Regularizing translation models for better automatic image annotation

  • Authors:
  • Feng Kang;Rong Jin;Joyce Y. Chai

  • Affiliations:
  • Michigan State University, East Lansing, MI;Michigan State University, East Lansing, MI;Michigan State University, East Lansing, MI

  • Venue:
  • Proceedings of the thirteenth ACM international conference on Information and knowledge management
  • Year:
  • 2004

Quantified Score

Hi-index 0.00

Visualization

Abstract

The goal of automatic image annotation is to automatically generate annotations for images to describe their content. In the past, statistical machine translation models have been successfully applied to automatic image annotation task [8]. It views the process of annotating images as a process of translating the content from a 'visual language' to textual words.

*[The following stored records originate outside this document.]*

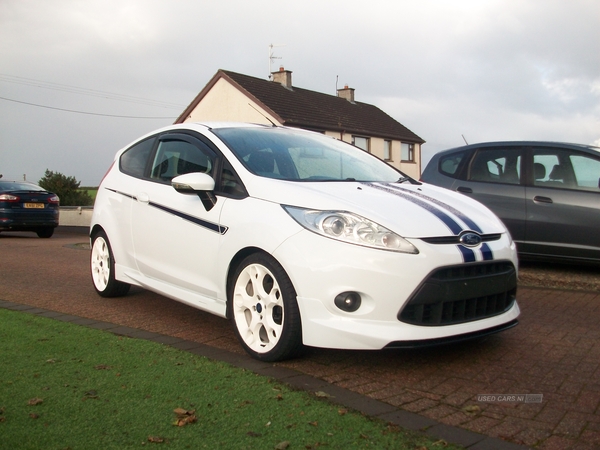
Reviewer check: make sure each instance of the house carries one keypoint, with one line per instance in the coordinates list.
(231, 96)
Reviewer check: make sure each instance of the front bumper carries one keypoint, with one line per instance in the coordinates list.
(386, 281)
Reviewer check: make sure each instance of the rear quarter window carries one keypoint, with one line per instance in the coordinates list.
(134, 161)
(449, 164)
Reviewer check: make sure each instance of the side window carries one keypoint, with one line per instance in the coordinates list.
(496, 166)
(449, 164)
(587, 172)
(566, 169)
(176, 157)
(133, 162)
(230, 182)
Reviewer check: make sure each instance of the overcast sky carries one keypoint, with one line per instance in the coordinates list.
(483, 69)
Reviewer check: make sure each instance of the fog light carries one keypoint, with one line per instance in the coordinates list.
(348, 301)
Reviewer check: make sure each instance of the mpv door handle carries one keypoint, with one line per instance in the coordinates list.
(540, 199)
(464, 190)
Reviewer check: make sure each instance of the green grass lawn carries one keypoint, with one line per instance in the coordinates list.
(63, 386)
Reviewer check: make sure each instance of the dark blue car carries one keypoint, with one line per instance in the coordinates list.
(26, 206)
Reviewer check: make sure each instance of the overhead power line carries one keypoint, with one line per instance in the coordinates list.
(88, 92)
(81, 112)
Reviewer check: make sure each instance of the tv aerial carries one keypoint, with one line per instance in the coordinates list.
(272, 57)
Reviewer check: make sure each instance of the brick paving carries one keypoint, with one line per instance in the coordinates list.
(554, 351)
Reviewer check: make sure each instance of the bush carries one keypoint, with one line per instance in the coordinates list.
(67, 188)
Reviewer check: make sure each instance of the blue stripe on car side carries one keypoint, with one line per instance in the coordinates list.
(203, 223)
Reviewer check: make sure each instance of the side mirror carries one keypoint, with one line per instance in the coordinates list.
(197, 183)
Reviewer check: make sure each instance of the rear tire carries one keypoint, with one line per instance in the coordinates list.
(264, 309)
(102, 265)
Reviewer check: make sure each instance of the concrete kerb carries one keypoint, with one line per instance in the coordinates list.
(297, 380)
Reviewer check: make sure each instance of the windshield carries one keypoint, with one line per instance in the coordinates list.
(299, 156)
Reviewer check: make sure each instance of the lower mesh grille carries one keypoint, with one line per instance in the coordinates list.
(463, 293)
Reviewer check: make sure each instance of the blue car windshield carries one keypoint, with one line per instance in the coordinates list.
(299, 156)
(12, 186)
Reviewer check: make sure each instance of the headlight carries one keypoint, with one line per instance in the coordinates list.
(351, 228)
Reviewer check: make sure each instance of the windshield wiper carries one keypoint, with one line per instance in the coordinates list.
(405, 179)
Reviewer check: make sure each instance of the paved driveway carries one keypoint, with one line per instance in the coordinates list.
(553, 355)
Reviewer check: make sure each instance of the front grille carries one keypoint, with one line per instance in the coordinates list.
(462, 293)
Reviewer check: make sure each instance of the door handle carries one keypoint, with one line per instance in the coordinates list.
(540, 199)
(464, 190)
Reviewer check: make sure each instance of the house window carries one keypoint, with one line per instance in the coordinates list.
(408, 152)
(387, 150)
(361, 142)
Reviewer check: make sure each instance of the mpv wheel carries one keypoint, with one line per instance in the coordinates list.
(264, 310)
(102, 266)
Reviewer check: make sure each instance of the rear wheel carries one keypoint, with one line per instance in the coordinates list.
(102, 265)
(45, 232)
(264, 309)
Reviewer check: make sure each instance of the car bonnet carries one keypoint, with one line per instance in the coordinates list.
(415, 211)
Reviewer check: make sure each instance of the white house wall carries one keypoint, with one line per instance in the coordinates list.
(226, 103)
(412, 169)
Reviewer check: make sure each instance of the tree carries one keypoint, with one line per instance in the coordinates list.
(67, 189)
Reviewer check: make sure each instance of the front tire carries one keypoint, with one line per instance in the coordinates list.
(45, 233)
(102, 265)
(264, 309)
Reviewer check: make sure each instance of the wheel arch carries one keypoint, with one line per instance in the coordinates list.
(234, 264)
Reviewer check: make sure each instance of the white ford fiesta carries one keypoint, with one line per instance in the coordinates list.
(301, 240)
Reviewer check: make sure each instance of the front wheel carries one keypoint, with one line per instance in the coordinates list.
(102, 265)
(45, 233)
(264, 309)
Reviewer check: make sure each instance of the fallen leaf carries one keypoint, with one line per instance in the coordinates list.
(91, 394)
(184, 416)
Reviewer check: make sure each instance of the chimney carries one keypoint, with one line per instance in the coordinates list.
(283, 77)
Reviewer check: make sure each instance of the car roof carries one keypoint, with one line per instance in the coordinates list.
(568, 145)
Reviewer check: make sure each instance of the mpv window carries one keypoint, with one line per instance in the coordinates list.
(566, 169)
(496, 165)
(449, 164)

One problem with the existing translation models is that common words are usually associated with too many different image regions. As a result, uncommon words have little chance to be used for annotating images. Uncommon words are important for automatic image annotation because they are often used in the queries. In this paper, we propose two modified translation models for automatic image annotation, namely the normalized translation model and the regularized translation model, that specifically address the problem of common annotated words. The basic idea is to raise the number of blobs that are associated with uncommon words. The normalized translation model realizes this by scaling translation probabilities of different words with different factors. The same goal is achieved in the regularized translation model through the introduction of a special Dirichlet prior. Empirical study with the Corel dataset has shown that both two modified translation models outperform the original translation model and several existing approaches for automatic image annotation substantially.